Suspending someone (suspension bondage), especially upside down, is particularly risky as body weight can make it hard to breathe, dislocate limbs, damage nerves or cut off circulation. Someone could also pass out, suffocate or fall if the restraints give way.

Check hands and feet regularly. If cold or blue/purple, the circulation’s been cut off, and they should be released at once. Even with no sign of problems, run a verbal check in to see if they’re OK every now and then.

Types of restraint

Metal restraints cut into the skin more than rope or leather, so check that pressure isn’t pinching a nerve or at risk of fracturing a bone (eg, by putting a pad of material between skin and restraint). If ankles or wrists are being secured with metal restraints, leaving gloves and boots on provides a barrier and protection.

When handcuffing, don’t fasten cuffs so tight they could cut off the nerve or blood flow. Leave a small gap between skin and cuff.

Thick, coarse rope looks impressive, but softer, thinner rope is easier to tie and means less chance of rope burns or chafing. Soft nylon rope that’s 1cm thick is ideal.

As well as gay fetish shops, a yacht chandler is good for rope. You can buy the length and thickness you want. They’ll seal the ends to stop the rope fraying/unravelling.

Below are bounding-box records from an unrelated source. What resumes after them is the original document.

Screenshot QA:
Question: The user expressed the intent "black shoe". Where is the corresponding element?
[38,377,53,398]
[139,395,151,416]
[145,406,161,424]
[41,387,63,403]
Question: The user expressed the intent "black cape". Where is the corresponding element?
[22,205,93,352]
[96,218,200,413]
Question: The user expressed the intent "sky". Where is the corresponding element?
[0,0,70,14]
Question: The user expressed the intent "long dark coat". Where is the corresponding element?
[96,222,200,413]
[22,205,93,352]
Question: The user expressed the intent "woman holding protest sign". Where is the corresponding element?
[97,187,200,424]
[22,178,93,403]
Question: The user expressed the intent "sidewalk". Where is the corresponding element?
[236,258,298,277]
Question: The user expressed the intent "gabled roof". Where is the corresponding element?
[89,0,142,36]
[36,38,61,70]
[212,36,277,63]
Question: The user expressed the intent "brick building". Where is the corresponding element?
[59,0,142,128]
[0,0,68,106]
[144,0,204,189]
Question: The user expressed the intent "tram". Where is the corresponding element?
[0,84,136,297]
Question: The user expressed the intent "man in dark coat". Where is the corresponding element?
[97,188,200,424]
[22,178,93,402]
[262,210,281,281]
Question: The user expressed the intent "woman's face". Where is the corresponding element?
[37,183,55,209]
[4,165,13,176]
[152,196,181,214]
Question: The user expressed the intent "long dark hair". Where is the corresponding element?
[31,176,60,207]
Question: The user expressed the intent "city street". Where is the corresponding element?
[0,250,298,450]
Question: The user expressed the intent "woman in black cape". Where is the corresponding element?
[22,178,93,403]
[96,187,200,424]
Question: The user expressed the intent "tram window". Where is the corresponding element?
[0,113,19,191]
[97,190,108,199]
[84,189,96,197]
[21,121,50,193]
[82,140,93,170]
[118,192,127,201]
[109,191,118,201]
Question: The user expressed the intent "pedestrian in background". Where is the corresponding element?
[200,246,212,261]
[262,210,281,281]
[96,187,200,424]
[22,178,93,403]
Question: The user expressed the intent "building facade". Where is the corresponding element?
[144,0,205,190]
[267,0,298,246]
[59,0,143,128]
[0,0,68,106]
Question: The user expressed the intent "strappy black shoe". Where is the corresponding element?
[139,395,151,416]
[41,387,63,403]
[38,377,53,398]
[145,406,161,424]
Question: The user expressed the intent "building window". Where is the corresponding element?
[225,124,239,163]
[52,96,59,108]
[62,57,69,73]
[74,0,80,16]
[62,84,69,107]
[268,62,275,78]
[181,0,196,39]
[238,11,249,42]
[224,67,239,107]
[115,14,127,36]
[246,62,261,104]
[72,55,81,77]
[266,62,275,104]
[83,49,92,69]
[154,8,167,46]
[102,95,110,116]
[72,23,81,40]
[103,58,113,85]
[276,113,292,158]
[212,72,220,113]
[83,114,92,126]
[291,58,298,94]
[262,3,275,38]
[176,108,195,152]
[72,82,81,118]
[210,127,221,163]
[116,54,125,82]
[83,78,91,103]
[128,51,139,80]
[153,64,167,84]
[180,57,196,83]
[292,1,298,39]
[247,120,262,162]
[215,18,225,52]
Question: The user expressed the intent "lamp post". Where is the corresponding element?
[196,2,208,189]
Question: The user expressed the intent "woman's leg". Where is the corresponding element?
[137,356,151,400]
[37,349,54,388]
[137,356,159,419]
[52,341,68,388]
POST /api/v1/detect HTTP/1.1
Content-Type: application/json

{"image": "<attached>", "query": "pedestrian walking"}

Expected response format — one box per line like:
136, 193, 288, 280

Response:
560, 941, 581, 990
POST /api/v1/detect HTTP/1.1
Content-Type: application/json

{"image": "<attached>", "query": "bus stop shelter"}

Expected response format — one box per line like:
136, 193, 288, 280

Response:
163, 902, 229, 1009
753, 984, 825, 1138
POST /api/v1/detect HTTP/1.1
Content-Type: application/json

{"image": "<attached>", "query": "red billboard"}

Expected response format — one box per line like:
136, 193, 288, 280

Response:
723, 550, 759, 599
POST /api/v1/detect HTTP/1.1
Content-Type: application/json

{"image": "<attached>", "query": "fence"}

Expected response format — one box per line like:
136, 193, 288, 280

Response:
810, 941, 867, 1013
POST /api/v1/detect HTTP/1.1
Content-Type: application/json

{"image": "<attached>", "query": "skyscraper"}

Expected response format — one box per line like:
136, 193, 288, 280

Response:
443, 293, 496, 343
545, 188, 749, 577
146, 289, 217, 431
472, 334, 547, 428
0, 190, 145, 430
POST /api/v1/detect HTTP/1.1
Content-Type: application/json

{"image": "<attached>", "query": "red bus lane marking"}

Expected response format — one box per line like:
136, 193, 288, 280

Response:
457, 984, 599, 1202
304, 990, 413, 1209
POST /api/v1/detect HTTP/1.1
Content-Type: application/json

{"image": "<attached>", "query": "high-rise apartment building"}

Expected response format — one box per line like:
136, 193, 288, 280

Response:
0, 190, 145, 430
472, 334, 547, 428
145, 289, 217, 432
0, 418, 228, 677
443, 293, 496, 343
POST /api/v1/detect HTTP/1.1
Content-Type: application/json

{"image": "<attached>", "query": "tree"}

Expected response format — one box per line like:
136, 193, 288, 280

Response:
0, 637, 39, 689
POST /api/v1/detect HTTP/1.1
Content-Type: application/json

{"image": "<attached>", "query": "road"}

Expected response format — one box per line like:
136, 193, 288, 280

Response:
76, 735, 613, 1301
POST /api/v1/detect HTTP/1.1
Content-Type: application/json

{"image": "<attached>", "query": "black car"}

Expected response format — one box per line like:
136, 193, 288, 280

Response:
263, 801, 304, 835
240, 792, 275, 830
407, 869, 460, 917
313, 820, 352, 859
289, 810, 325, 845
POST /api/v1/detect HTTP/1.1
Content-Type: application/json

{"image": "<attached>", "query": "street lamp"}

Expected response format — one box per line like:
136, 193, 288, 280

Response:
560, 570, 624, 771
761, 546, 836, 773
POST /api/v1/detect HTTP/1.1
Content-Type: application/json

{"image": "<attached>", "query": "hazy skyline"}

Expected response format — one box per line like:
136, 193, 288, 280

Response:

Chains and padlocks can be bought cheaply at DIY stores.

Special flat-edged bondage scissors can be bought online from medical suppliers. They’re also called bandage or EMT (Emergency Medical Technician) scissors as they’re designed for medical staff to cut off bandages safely.

Leather bondage wrist and ankle cuffs, sold in fetish stores and online, have an advantage over metal restraints like handcuffs. They won’t cut off circulation or pinch nerves if someone’s putting their weight against them if struggling or lying on them.